Vom Sorgenkind zum Hoffnungsträger Fichtenstädter setzen auf Tanne

Den Wald fit für den Klimawandel machen. Als Hoffnungsträger gilt die Weißtanne, die bei künftigen Neuanpflanzungen eine große Rolle spielen soll. Forstanwärter Stefan Amann stellt Vorteile heraus und informiert über die Problematik der Fichtenwälder.

von Christof FröhlichProfil

Die Forstverwaltung und die Waldbesitzervereinigung (WBV) Neunburg/Oberviechtach hatten in den Stadtwald eingeladen. Forstanwärter Stefan Amann, Revierförster Markus Lobinger und WBV-Geschäftsführer Alfons Vogl freuten sich über das Kommen von rund 40 Waldbesitzern. Für Amann war diese Sammelberatung ein Teil seiner Prüfungsaufgaben. Der Schwerpunkt galt der heimischen Weißtanne mit den verschiedenen Arten der Tannenbegründung und der Pflege, mit dem Ziel, stabile Wälder für die Zukunft zu schaffen.

Wie Amann ausführte, steckt bereits im Ortsnamen Oberviechtach das mittelhochdeutsche Wort "viehtach", was Fichtenwald bedeutet und weshalb die Oberviechtacher oft auch als die "Fichtenstädter" bezeichnet werden. In den vergangenen Jahrhunderten seien die früheren heimischen Mischwälder aus Buchen, Tannen und Fichten in nadelholzreiche Forste umgewandelt worden. Die Fichte ist für viele Waldbesitzer zum Brotbaum geworden, da sie pflegeleicht ist, einen hohen Ertrag liefert und ihr Holz vielfältig verwendet werden kann. Wie der Forstanwärter betonte, habe diese Beliebtheit der Fichte dazu geführt, dass sie auch in Gebieten angebaut wird, in denen sie gerade noch geeignet ist. Die Fichten im Raum Oberviechtach litten in den Trockenjahren 2003 und 2015 unter Wassermangel und verstärktem Borkenkäferbefall, zusätzlich ist sie auf einigen Standorten windwurfgefährdet. Amann erklärte den Waldbesitzern anhand einer Anbaurisikokarte, dass sich die Problematik um die Fichte im Zuge des Klimawandels verschärfen wird: "Bereits jetzt gibt es Schäden in Millionenhöhe zu verkraften."
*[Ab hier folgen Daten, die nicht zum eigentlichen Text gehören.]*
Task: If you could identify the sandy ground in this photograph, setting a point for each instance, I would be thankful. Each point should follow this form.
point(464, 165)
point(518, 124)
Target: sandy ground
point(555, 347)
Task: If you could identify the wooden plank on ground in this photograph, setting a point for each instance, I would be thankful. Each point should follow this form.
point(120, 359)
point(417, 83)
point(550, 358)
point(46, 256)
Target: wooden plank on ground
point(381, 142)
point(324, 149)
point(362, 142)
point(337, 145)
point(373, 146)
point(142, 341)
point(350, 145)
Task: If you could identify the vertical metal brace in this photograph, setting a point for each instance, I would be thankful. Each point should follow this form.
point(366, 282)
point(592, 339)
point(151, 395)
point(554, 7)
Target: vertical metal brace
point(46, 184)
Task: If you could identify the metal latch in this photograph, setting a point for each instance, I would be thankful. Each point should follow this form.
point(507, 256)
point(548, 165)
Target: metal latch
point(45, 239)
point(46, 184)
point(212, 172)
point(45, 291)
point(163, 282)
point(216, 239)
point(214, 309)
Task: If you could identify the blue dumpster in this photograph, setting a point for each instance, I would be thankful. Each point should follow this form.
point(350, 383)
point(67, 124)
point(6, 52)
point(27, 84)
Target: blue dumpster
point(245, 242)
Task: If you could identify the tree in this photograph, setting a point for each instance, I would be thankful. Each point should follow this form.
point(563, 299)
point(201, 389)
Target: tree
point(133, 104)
Es gibt jedoch Baumarten wie die heimische Weißtanne, welche mit dem künftigen Klima auf manchen Standorten wesentlich besser zurechtkommt als die Fichte. Damit kann die Weißtanne vom Sorgenkind in den 80er Jahren, als in den Medien vom "Tannensterben" berichtet worden ist, zum Hoffnungsträger für den "klimaangepassten Wald" werden. Jeder Waldbesitzer könne mit der Anpflanzung von Weißtannen schon jetzt seine Wälder fit für die Zukunft machen, das Betriebsrisiko minimieren und sich sein Walderbe sichern.
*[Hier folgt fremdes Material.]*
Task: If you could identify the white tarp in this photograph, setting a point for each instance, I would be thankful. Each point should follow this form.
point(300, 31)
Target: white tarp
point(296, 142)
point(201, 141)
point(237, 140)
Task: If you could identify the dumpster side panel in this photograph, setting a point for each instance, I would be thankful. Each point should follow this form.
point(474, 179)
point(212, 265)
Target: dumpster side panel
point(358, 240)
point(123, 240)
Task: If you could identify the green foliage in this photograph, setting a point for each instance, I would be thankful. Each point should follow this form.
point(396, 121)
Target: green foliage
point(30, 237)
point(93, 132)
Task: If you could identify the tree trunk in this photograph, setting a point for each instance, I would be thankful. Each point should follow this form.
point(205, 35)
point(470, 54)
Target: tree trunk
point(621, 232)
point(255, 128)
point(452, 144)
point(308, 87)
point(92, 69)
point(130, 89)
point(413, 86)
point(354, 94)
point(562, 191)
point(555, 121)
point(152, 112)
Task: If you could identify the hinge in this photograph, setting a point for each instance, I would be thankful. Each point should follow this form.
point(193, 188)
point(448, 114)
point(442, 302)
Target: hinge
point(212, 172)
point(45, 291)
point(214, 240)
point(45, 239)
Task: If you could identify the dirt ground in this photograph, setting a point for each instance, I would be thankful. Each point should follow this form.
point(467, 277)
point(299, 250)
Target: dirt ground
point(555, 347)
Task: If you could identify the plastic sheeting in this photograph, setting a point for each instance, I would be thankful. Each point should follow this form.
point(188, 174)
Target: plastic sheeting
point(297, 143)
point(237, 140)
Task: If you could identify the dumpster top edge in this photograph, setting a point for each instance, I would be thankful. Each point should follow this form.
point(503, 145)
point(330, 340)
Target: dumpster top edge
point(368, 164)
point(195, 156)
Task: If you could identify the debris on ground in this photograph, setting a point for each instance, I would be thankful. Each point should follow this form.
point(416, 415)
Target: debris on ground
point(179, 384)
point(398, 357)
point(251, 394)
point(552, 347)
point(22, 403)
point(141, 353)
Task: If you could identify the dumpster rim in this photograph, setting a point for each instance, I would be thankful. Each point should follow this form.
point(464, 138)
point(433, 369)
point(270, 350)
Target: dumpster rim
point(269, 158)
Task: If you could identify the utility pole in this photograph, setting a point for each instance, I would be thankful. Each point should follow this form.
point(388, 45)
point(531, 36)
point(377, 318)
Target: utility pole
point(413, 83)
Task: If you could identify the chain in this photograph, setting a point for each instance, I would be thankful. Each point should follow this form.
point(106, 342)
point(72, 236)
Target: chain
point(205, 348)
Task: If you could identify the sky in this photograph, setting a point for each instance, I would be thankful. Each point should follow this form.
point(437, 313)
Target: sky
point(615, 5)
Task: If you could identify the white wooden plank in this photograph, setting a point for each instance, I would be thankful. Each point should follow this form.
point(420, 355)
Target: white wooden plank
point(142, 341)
"Mischwälder mit einem Tannenanteil von 10 bis 30 Prozent können auf bestimmten Standorten zur Risikominimierung beitragen", betonte Stefan Amann. Dies sieht auch WBV-Geschäftsführer Alfons Vogl so. Wenn dann auch noch der Wildbestand auf ein natürliches Niveau angepasst ist und einige Alttannen im Bestand vorhanden sind, schenkt die Natur dem Waldbesitzer eine kostenlose Naturverjüngung", erklärte Amann. Die Weißtanne sei bei den Rehen so beliebt, wie bei den Menschen die Schokolade, In einer eingezäunten Waldfläche wurde gezeigt, wie verjüngungsfreudig die Tanne ist. Sollten keine Alttannen im Ausgangsbestand vorhanden sein, dann muss der Waldbesitzer aktiv werden. Der Referent zeigte die sachgemäße Tannenpflanzung als "Voranbau" unter dem schützenden Altholzschirm, welcher vor Spätfrösten und Unkraut schützt. Voraussetzungen dafür sind stabile Altbestände, welche nur durch regelmäßige Durchforstung erreicht werden können. Alfons Vogl stellte das Tätigkeitsfeld der Waldbesitzervereinigung vor und zeigte Lösungsmöglichkeiten auf. An Beispielbeständen wurden verschiedene Möglichkeiten des Verbissschutzes (Einzäunung, Schutzclip) gezeigt.

Beim Waldumbau unterstützt der Freistaat Bayern mit einer kostenfreien Beratung durch den örtlichen Förster und einer finanziellen Förderung. Welche Maßnahmen förderfähig sind, wurde bei der Waldführung näher erläutert. Abschließend stellten Vogl und Amann verschiedene Verwendungsmöglichkeiten für Tannenholz vor und zeigten Absatzmöglichkeiten und aktuelle Holzpreise für Tannenholz in der Region auf.